After Saturday’s 52-14 beat down of Ole Miss, Tennessee Volunteer fans waived goodbye to the Rebels until the 2014 season. They also waived goodbye to Jerrell “I Has a Crayon” Powe.
More than two years ago, we were told the joyous news that Ole Miss defensive tackle Jerrell Powe had finally achieved academic clearance and was eligible to play football for the Black Bears.
Powe was a five-star prospect signed by then Ole Miss coach Ed Oregeron as part of the Rebels 2006 recruiting class.
The 6-2, 340-pound Powe was rated as the fifth best defensive tackle prospect in the nation by Scout.
The highly sought prospect was pursued by dozens of college football programs around the nation, but there was one minor caveat in his recruitment.
Powe wasn’t exactly the best student on the planet. In fact, he wasn’t a very good student at all.
Powe didn’t qualify academically to attend Ole Miss in 2005 and enrolled at Hargrave Military Academy in Virginia, a school known as being a pipeline for providing talented players to college football programs.
After attending Hargrave for a year, Powe was still unable to meet academic standards and was turned down by the admissions staff at Ole Miss.
Seeing that his promising football career was in jeopardy because of those silly academics, Powe took his case before a judge.
During the hearing, Powe brought his mother along to serve as a character witness. In her statement to the judge, Powe’s mother said, “Jerrell really is a good child, but he just can’t read.”
Poor Jerrell couldn’t read, but man could he get after opposing quarterbacks.

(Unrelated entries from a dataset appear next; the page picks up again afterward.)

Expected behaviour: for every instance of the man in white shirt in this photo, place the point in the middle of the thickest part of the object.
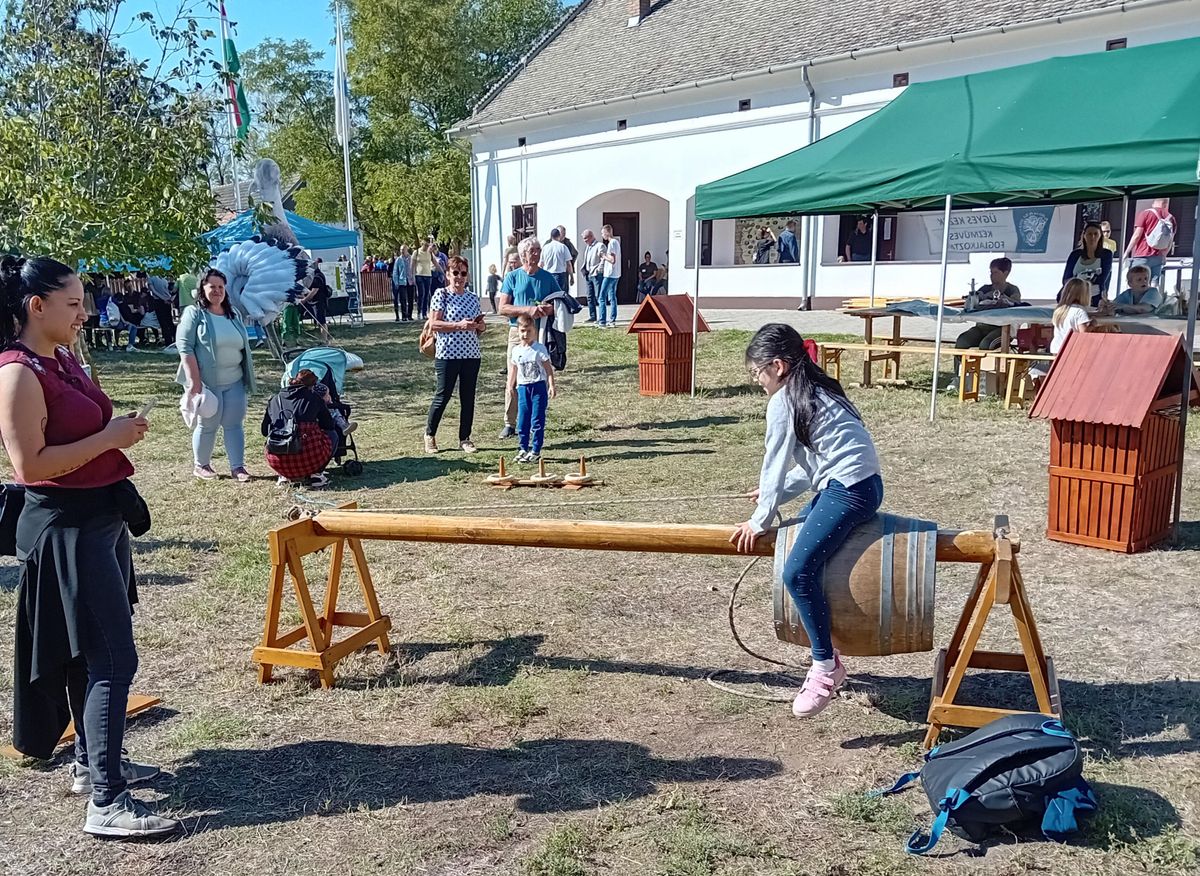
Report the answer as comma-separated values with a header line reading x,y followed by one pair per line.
x,y
556,259
593,269
611,279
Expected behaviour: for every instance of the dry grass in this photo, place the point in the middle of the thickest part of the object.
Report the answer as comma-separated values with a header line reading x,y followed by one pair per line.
x,y
545,713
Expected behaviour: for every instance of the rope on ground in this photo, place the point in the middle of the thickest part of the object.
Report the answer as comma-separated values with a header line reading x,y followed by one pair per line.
x,y
784,691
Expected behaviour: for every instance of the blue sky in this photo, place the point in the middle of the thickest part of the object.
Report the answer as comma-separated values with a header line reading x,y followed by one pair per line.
x,y
256,21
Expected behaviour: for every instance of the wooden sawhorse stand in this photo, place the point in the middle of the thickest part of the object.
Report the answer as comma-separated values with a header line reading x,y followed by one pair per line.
x,y
999,582
289,543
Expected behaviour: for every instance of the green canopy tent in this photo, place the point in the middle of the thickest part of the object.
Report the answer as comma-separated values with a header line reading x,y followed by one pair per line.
x,y
1011,137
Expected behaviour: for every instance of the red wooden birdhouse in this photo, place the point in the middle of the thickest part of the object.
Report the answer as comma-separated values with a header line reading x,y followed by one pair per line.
x,y
1114,408
663,325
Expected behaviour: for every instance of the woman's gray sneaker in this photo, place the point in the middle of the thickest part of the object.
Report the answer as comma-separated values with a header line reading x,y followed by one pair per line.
x,y
126,817
132,773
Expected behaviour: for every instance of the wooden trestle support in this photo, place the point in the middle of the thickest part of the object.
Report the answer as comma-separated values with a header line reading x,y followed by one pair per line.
x,y
999,582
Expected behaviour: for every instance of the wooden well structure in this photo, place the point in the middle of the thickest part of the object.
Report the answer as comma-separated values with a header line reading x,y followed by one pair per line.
x,y
663,325
1114,408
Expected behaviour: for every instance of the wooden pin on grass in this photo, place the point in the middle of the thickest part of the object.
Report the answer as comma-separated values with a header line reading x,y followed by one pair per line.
x,y
581,478
502,478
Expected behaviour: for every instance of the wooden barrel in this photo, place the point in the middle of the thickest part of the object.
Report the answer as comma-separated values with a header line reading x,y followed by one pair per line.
x,y
880,586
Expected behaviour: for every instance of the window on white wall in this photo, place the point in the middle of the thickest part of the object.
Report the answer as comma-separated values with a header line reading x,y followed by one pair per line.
x,y
525,220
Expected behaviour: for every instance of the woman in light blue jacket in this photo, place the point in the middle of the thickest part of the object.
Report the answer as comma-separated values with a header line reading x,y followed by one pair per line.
x,y
214,352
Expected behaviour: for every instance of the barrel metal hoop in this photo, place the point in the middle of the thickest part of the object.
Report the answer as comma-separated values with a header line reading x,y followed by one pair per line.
x,y
886,585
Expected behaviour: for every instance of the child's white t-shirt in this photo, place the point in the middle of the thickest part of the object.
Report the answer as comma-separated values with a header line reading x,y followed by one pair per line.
x,y
1077,317
529,363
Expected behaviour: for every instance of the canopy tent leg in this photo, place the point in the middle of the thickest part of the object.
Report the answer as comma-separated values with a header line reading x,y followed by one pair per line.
x,y
941,306
875,253
695,312
1189,340
1125,214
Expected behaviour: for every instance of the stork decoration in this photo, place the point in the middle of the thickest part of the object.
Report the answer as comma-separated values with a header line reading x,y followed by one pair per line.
x,y
269,270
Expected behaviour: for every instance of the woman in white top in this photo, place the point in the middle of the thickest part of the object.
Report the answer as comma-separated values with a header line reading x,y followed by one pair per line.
x,y
214,352
815,441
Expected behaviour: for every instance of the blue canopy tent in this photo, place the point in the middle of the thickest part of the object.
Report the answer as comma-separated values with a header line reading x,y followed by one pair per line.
x,y
312,235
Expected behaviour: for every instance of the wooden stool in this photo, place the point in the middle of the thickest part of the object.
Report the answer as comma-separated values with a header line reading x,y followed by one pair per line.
x,y
970,377
997,583
1019,381
832,355
289,543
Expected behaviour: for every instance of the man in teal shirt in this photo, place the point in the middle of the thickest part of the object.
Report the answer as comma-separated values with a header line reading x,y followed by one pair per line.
x,y
521,294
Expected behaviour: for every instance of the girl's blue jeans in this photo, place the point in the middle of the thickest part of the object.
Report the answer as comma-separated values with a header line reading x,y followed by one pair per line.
x,y
828,521
532,401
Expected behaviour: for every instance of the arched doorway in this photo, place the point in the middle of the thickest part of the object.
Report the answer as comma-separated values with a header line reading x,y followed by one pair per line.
x,y
640,219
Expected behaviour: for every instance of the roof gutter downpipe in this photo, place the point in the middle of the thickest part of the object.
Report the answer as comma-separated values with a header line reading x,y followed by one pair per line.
x,y
809,225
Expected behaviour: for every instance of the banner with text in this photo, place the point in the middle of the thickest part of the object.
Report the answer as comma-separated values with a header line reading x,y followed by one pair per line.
x,y
1017,229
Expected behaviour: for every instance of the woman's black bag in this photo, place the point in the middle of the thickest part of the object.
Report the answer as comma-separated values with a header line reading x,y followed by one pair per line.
x,y
1019,772
12,501
283,438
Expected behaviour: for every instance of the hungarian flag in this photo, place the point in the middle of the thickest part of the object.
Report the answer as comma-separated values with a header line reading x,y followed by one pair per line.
x,y
238,103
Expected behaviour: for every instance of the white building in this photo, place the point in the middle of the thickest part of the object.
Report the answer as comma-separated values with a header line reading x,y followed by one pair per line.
x,y
625,107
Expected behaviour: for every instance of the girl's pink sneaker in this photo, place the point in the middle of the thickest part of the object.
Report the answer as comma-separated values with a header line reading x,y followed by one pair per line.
x,y
819,689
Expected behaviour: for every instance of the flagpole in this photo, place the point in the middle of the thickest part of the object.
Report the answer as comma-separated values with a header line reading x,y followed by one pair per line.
x,y
342,109
233,127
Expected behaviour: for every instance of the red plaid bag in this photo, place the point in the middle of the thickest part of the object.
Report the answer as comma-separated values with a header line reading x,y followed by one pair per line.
x,y
315,454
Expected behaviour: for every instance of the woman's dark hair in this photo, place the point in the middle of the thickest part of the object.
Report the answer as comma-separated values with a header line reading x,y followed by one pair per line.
x,y
1099,244
304,378
21,280
804,378
202,298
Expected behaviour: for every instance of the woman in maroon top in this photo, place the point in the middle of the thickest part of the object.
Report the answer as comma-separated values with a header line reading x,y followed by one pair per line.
x,y
75,635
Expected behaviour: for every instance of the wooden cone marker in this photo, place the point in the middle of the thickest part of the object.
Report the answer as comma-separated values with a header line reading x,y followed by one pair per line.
x,y
580,479
502,479
543,479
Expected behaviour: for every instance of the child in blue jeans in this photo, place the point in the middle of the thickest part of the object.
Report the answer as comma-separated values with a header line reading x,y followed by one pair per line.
x,y
815,441
533,378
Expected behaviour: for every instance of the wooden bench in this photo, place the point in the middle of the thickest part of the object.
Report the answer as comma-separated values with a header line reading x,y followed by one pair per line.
x,y
971,365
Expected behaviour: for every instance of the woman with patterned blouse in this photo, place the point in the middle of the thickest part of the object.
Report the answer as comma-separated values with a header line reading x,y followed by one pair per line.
x,y
457,323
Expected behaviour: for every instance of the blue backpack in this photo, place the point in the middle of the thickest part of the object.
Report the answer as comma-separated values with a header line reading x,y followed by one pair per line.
x,y
1019,772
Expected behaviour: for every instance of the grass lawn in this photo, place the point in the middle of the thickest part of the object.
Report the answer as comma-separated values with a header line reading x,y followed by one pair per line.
x,y
545,712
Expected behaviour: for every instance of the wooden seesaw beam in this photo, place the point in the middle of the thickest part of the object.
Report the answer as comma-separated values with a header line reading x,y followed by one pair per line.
x,y
953,546
995,551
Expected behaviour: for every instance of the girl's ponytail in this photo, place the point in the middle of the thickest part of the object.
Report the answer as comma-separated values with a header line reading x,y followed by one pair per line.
x,y
804,377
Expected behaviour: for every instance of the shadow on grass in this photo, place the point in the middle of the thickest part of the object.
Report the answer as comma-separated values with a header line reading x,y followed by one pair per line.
x,y
1111,719
697,423
735,390
145,545
269,786
385,473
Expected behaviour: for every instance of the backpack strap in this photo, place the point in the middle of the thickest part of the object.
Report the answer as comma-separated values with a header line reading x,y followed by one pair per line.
x,y
1059,821
921,844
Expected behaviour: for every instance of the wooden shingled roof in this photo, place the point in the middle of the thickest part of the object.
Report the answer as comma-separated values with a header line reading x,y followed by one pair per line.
x,y
1114,379
670,313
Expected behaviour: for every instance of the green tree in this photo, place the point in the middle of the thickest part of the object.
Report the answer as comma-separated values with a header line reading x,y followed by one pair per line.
x,y
103,156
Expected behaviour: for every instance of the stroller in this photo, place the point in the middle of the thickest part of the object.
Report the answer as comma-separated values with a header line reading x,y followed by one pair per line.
x,y
330,364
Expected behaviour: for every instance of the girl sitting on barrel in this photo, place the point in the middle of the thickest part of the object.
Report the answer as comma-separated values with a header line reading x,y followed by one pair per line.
x,y
815,441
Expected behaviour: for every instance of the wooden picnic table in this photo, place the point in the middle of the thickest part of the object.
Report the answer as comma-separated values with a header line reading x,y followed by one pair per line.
x,y
1007,318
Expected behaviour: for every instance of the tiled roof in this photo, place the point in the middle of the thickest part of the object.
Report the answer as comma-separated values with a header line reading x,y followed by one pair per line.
x,y
593,55
1111,379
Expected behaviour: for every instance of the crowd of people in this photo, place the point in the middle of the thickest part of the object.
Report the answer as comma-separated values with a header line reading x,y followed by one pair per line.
x,y
1086,277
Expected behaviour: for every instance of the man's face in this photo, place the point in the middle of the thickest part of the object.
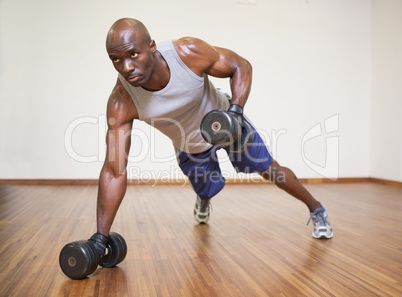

Powe was finally cleared to play for the Rebels in July 2008 after he’d graduated from high school three years earlier.
On Saturday the senior defensive tackle played his last game against Tennessee, and Vols fans wept along with Shepard Smith because the young man who couldn’t read would no longer be seen at Neyland Stadium.
Nearing the end of his very long college football career, Powe might graduate from Ole Miss in the spring of 2011, but it might be best if no one held their breath.
Thus ends the saga of Jerrell “I Has a Crayon” Powe, and somewhere a man named Third Down H-Back is smiling.